Ефим Сорокин - Милостыня от неправды
— Я знаю его, но не знаю, чем он занимается!
— Йот показал Твердому Знаку доносы на него. Йот внешне воспитанный человек, но душа у него циничная. Я представляю, в какой обстановке Твердому Знаку были поданы эти доносы: во время какого-нибудь спора, в котором Твердый Знак убеждал Йота, что вера в Бога глубоко живет в сердцах людей, а в пример ставил своих духовных чад. Представляете, духовные чада все — все! — писали на Твердого Знака доносы. На красных осенних кленовых листьях. Это очень подкосило Твердого Знака. Он стал недоверчив, даже болезненно недоверчив.
— А кому они писали доносы?
Мама Твердого Знака внимательно посмотрела мне в глаза:
— Йоту и писали.
Тут ветер ударил в окно, и мы вздрогнули от неожиданного дребезжания стекол. И заулыбались, когда испуг прошел.
— А из духовной школы как его убирали! — делилась наболевшим мама Твердого Знака. — Священники (священники!) хотели отправить его в сумасшедший дом. Взяли прямо на уроке, на глазах учеников. Это как, а? Священники-сифиты отправляют своего духовного брата к жрецам-каинитам! Правда, Твердого Знака отпустили. Твердый Знак тогда еще думал, что беззаконие это творилось помимо епископа и пошел прямо к нему. Ну, а у него из разговора догадался, что…
— …что епископ наш миленький с ангельским именем подчиняется Йоту! — сказал стоящий в дверях Твердый Знак. Суровый взгляд подкреплял его назидательный тон. Твердый Знак показался мне в тот миг не то чтобы колючим, а как бы оперенным, и все перья были врастопырку.
Ужинали мы запеченной в золе тыквой и откровенно беседовали. Я вопрошал, а Твердый Знак спокойно и со знанием дела отвечал на мои вопросы.
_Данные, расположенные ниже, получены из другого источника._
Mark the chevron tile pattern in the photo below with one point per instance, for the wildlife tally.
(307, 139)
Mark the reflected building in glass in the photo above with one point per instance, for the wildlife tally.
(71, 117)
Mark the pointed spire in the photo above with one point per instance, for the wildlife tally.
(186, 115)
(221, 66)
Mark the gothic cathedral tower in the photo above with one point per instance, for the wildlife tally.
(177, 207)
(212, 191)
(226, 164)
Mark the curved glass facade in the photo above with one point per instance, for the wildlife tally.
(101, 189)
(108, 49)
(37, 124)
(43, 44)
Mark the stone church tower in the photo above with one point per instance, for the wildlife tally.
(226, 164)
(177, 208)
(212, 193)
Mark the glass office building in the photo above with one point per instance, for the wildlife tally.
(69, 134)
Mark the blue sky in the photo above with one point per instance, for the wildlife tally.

Я слушал его с детской прилежностью.
— Да что же у Йота за должность такая?!
— Он контролирует всю религиозную жизнь на земле! Его положение исключительно. Он отвечает за устроение святилищ, храмов, мест паломничества. И с него спрашивают за выгоду, которая извлекается из религиозных сходов. Помнишь, дерево в городском парке, которое зацвело не весной, а зимой? Из этого чуда извлекли материальную выгоду. И немалую.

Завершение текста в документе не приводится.